We went to see Milton Ostrander, our in-house forgery expert.

“All of these pieces of plastic are real,” Milton said. We had already told him that every number stamped into them was fake or obtained with fraudulent information.

“What does it mean?” I asked.

“Contacts,” he replied.

“I would have said lack of due diligence process and lackadaisical attitude in the Vehicle Services, insurance companies, the birth registry office, the banking circles—right. Thanks, Milton.”

“I didn’t mean the level of service,” he laughed. “I meant contacts—with outsourcing, contractors. It would take you years to check them out. I called the Vehicle Services. Their blank plastic comes from a new outfit practically every six months—whoever bids the lowest. There are outfits, paying taxes for all I know, which specialize in providing blank templates for all types of IDs to anyone who pays cash.
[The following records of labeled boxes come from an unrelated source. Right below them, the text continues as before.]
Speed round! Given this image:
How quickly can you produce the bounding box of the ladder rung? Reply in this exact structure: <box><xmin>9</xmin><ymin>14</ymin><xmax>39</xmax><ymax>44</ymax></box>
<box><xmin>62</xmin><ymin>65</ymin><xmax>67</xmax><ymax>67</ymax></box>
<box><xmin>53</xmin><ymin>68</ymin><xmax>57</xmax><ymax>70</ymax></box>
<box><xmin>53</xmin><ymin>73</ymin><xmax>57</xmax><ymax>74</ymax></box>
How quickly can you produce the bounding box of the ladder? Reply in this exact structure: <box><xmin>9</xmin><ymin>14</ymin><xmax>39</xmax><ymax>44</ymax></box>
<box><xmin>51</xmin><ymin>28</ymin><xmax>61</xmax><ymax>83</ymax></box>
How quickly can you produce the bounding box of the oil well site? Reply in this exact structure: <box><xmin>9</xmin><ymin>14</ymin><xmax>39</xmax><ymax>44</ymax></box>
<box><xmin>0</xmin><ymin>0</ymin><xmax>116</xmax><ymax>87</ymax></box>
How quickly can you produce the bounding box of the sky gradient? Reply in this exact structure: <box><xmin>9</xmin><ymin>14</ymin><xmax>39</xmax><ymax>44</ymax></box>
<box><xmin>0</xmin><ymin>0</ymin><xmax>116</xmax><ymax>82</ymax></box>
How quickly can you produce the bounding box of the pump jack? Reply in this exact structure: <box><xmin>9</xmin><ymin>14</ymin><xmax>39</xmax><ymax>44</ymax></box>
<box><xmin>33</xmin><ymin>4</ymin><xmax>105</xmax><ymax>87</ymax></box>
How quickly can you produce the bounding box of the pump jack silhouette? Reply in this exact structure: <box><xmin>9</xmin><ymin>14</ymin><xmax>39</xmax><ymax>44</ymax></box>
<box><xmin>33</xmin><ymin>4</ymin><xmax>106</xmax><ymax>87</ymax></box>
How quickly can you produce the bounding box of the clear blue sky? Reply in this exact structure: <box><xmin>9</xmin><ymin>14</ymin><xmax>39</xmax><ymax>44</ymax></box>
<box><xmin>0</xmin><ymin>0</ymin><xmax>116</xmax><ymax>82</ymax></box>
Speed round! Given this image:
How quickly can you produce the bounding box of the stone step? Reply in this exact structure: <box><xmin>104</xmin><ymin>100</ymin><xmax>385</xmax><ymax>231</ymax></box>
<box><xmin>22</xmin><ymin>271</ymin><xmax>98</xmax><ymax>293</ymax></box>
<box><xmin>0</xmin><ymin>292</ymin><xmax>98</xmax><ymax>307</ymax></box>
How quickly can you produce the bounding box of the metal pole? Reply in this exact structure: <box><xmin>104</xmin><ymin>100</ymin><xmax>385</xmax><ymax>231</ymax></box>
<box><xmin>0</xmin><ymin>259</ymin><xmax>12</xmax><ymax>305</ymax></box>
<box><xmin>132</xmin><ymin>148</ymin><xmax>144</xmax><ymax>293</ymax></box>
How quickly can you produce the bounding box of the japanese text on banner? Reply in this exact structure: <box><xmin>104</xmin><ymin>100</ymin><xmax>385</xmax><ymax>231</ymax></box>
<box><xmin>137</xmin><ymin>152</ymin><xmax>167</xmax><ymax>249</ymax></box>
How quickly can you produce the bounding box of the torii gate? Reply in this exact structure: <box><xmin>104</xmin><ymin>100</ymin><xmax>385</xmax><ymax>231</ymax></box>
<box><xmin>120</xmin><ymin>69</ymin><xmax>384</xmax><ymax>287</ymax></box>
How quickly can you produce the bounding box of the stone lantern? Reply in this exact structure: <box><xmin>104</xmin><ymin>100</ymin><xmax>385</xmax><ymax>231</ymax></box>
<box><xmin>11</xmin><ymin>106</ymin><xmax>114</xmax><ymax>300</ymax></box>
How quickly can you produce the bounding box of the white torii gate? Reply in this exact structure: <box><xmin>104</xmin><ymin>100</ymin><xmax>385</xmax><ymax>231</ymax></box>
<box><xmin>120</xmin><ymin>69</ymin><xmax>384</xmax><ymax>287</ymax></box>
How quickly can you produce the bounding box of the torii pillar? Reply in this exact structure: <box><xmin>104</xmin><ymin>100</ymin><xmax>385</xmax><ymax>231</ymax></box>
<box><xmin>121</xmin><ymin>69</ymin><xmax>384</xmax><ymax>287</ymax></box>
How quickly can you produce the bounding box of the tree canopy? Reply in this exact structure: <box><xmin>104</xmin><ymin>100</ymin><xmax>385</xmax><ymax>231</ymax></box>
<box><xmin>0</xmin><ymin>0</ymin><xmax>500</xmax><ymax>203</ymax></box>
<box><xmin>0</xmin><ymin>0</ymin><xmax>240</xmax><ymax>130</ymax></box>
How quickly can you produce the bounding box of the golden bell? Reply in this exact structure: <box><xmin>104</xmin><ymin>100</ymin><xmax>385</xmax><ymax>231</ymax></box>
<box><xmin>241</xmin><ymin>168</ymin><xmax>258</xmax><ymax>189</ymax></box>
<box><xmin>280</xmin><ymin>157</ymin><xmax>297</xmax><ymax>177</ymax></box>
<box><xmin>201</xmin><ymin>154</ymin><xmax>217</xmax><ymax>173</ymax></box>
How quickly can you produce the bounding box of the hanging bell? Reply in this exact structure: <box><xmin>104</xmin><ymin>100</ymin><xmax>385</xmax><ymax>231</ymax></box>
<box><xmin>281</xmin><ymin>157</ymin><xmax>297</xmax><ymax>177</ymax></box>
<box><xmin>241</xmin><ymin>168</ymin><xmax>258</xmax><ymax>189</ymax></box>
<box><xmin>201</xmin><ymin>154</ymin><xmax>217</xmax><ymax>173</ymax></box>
Hell, they will soon compete with the government agencies who issue these cards.”

We left.

“It’s beginning to sound like a big organization,” Ken murmured, as we headed for the elevator.

“Maybe just clever.”

“Why would Brick use his name at all?” he asked. It had been bothering me too.

“You need a car ownership and insurance in the same name. The Aetna would have balked at giving documents in different names.”

“If a cop stops you, those documents better agree.”

“A cop would also check out those documents and alarming information would pop on his screen—missing, cold case,” I pointed out.

“In Maryland but not in New York or DC,” Ken made a stronger point.

Brick was a cold case but he was not on the FBI’s ten most wanted list. He was a missing person case we were trying to solve.

“So you think he traveled, using documents in his own name?” I asked.

He shrugged. “He might have felt safe to do that, outside of Maryland. He put forty thousand miles on that car in one year.”

“Traveled a lot…” I trailed off.

“You check out DC, I’ll do New York State,” Ken said.

“Check out what, for God’s sake?”

“Exotic car dealerships. He set up Guilford. That took two months. He lived four more years post his disappearance. His masters had to keep him busy. He traveled, doing other jobs for them. That’s the only way he could have learned, figured out what it was about.”

Chapter 6

B
rick’s death—or execution—didn’t just toss us into a blender. A perverse hand from beyond reached to stab a button and increase speed.

I made it home by six. The house was clean. Mrs. Tavalho avoided my eyes when she went to pick up her purse. It made me suspicious. I was about to ask whether my daughter was expelled from school for skipping classes, when I heard a soft murmur.

“Don’t get too upset. She’s just spirited—and frustrated,” the housekeeper said. “I’ll see you in the morning.”

When I walked into the kitchen, I found a visitor—busily filling out forms spread all over the table. Jazz sat across from the young man, elbows propped on the table, head in her hands—giving information.

He smiled when he saw me but didn’t bother to rise. He introduced himself, sitting down. Two minutes later, he was backing down the corridor, a mess of forms squished against his chest, staring at my gun.

“That’s a minor in there,” I motioned with the gun at the kitchen. “I’m her mother and the only one who has the say in this matter. Now get the hell out of here and don’t come back unless I invite you.”

He fell out the door. I returned to the kitchen, gun still in hand.

“Are you going to shoot me too?” Jazz asked, slouching down in the chair.

“Did you hear shots? No? Then he must have left alive. No sleepovers for the rest of the summer. No parties, no movies and above all—no idiots from People Finders!” I shouted the last words.

“I have the right to know,” she murmured, shaken.

“Not for another eight years. When that time comes and if we survive each other, then you are welcome to resume your quest with People Finders or any other agency you damn well wish!” I lost it. She jumped up and ran away to her room.

I put the gun on the table and sat down. I had spent ten years running away—from everything and everyone.

Jazz would be crying in her room. But I couldn’t go in and comfort her. Not because I feared that I would lose control again. I knew that once her tears dried, she would try to get me to explain…hint…confess.